The effects of capture and transparency in IQA begin to address the broader issue of the adaptive nature of the HVS. Namely, the visual strategy that the HVS uses when judging image quality can change depending on both the amount of distortion and whether the distortion affects the phenomenal appearance of the image's objects. Numerous studies have shown the HVS to be a highly adaptive system, with adaptation occurring at multiple levels ranging from single neurons [69] to the entire cognitive processes [324]. It seems logical to assume that the visual strategy adapts based on many other factors related to the interaction between the distortion and the image.

In [139], we asked whether IQA could be improved by modeling this adaptive nature of the HVS via two separate computational models. For images containing near-threshold distortion (high-quality images), we assumed that transparency was in effect, and thus the HVS employs a detection-based strategy in an attempt to look for the distortions. For images containing suprathreshold distortion (low-quality images), we assumed that capture was in effect, and thus the HVS employs an appearance-based strategy in an attempt to recognize the image's content.

Figures 15 and 16 demonstrate the need to explicitly model these two separate strategies. As shown in Figure 15, which contains high-quality images, when the distortions are not readily visible, our visual system seems to employ a detection-based strategy in an attempt to locate any visible differences. However, for the low-quality images shown in Figure 16, which contain suprathreshold distortions, the distortions dominate the overall appearance of each image, and thus visual detection is less applicable. Instead, for these latter images, quality is determined based primarily on our ability to recognize image content. We demonstrated in [139] that by using separate computational models for these two fundamentally different strategies and by estimating quality based on an adaptive combination of these modeled outputs, significant improvements in IQA could be achieved.

In [67], Rouse et al. performed a more specific study designed to investigate the role of recognition in determining image quality and image utility (usefulness).
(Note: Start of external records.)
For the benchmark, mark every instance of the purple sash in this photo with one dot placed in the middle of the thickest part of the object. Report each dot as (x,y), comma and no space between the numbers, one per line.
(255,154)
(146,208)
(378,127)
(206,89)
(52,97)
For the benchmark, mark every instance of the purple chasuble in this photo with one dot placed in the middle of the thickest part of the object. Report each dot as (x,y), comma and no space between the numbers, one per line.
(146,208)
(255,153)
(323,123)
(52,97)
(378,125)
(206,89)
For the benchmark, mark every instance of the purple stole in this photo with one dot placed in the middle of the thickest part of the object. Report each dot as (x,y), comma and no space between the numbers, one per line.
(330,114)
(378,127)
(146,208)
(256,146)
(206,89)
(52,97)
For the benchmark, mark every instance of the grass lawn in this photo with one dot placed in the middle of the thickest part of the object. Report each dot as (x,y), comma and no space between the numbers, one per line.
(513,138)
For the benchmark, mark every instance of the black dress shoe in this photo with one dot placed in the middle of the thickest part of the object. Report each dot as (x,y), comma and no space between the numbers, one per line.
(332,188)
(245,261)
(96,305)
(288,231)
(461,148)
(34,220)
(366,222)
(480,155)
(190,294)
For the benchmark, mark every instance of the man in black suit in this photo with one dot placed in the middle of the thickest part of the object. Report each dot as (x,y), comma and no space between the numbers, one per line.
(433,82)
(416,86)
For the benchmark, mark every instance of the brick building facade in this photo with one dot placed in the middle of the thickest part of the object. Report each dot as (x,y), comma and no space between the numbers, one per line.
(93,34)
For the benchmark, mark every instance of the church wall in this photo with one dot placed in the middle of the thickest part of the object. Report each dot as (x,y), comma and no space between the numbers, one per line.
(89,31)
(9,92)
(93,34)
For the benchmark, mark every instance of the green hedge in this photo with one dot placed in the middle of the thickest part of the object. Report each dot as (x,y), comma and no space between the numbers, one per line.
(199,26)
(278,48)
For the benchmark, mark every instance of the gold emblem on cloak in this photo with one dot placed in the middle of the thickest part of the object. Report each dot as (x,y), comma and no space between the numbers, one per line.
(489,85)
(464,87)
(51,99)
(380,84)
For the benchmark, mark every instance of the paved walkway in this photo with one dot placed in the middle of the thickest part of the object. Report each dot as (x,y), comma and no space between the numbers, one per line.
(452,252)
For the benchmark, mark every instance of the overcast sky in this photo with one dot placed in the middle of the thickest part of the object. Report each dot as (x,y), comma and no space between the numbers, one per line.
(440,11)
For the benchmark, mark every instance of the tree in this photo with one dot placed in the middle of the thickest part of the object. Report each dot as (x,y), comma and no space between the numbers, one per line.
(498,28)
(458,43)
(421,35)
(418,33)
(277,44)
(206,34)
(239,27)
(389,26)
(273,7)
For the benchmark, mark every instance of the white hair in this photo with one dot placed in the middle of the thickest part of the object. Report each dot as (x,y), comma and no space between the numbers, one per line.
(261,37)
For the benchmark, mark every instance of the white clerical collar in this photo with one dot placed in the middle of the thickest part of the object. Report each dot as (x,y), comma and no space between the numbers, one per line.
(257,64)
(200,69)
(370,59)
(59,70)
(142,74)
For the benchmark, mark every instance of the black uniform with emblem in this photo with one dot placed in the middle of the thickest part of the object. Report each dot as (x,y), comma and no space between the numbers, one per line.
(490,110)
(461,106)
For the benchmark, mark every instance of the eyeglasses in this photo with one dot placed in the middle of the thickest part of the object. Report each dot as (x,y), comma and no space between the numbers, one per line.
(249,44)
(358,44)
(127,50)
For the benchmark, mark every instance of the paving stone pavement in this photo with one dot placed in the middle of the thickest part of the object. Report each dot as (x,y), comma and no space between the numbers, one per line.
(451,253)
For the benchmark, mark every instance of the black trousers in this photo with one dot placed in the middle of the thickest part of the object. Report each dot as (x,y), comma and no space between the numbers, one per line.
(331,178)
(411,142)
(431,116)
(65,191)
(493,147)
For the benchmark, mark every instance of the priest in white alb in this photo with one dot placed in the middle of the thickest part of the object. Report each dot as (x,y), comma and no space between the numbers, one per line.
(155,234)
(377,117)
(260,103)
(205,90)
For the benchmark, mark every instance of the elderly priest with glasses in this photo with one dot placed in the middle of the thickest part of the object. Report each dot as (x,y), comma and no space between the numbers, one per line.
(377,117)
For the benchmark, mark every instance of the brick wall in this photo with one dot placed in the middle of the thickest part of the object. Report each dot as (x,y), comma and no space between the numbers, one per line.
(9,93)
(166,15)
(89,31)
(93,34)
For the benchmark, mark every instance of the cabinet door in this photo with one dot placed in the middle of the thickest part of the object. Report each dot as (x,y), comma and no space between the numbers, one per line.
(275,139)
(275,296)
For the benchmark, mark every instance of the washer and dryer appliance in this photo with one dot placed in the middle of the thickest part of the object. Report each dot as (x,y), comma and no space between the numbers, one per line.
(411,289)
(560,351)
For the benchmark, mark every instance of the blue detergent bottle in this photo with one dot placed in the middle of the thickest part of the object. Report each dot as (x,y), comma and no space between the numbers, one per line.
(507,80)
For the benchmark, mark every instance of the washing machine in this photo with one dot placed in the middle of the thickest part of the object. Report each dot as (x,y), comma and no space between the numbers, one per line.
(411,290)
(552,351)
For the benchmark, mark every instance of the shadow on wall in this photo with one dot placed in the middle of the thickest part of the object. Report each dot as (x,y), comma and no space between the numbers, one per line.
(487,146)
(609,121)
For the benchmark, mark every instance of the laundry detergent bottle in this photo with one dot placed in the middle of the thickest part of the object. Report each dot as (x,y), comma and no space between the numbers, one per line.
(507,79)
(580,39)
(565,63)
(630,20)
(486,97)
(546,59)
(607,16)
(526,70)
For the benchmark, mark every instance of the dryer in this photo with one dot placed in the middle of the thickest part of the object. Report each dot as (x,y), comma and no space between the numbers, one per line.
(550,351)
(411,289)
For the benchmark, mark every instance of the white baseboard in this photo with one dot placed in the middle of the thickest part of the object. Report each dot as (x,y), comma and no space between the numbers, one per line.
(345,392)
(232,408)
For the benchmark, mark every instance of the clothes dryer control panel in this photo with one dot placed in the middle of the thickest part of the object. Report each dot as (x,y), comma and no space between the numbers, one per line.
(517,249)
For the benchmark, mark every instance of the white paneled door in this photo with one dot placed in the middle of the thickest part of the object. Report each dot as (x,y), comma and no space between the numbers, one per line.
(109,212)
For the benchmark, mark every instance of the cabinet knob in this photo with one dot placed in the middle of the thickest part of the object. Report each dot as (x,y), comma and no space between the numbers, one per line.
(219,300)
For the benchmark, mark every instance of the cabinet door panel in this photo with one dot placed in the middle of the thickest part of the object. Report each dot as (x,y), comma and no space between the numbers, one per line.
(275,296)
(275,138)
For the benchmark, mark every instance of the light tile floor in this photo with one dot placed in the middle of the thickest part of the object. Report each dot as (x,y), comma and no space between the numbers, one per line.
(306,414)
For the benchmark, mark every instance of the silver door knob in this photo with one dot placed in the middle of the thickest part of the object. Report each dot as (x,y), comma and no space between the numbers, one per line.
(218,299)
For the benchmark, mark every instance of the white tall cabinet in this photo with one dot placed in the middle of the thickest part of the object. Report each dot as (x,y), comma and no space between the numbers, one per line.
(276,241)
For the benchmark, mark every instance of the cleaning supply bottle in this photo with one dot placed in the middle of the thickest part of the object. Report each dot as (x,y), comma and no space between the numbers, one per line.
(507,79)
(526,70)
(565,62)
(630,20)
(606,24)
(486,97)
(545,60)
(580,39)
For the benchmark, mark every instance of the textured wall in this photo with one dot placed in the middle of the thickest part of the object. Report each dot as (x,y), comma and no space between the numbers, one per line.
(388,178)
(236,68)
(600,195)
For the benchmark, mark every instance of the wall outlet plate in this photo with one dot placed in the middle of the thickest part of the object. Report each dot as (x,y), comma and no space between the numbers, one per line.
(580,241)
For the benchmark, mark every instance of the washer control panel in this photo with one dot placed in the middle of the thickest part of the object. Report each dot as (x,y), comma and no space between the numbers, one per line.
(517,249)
For high-quality images, Rouse et al. reported that the perceived utility scores do not correlate with the perceived quality scores. However, for low-quality images, a linear relationship between perceived utility and perceived quality was reported. These results and the later work in [205] suggest that the ability to recognize and utilize an image's content can play a crucial role in determining quality.

5.3.3. Higher-Level Effects of Distortion on Image Appearance

Although the efforts in [67, 139, 205] and the related work in [201] begin to address the issue of adaptive visual strategies, more generally IQA research could benefit from a better understanding of the interaction between the distortions and images. As an example, consider the two images shown in Figure 17, one of which has been compressed with JPEG and the other with JPEG2000, both at the same low bit-rate. Both images contain compression distortions which are clearly visible, since, at this low rate, there is no chance of hiding the distortions in the traditional sense. However, most people clearly prefer the JPEG2000 image over the JPEG image.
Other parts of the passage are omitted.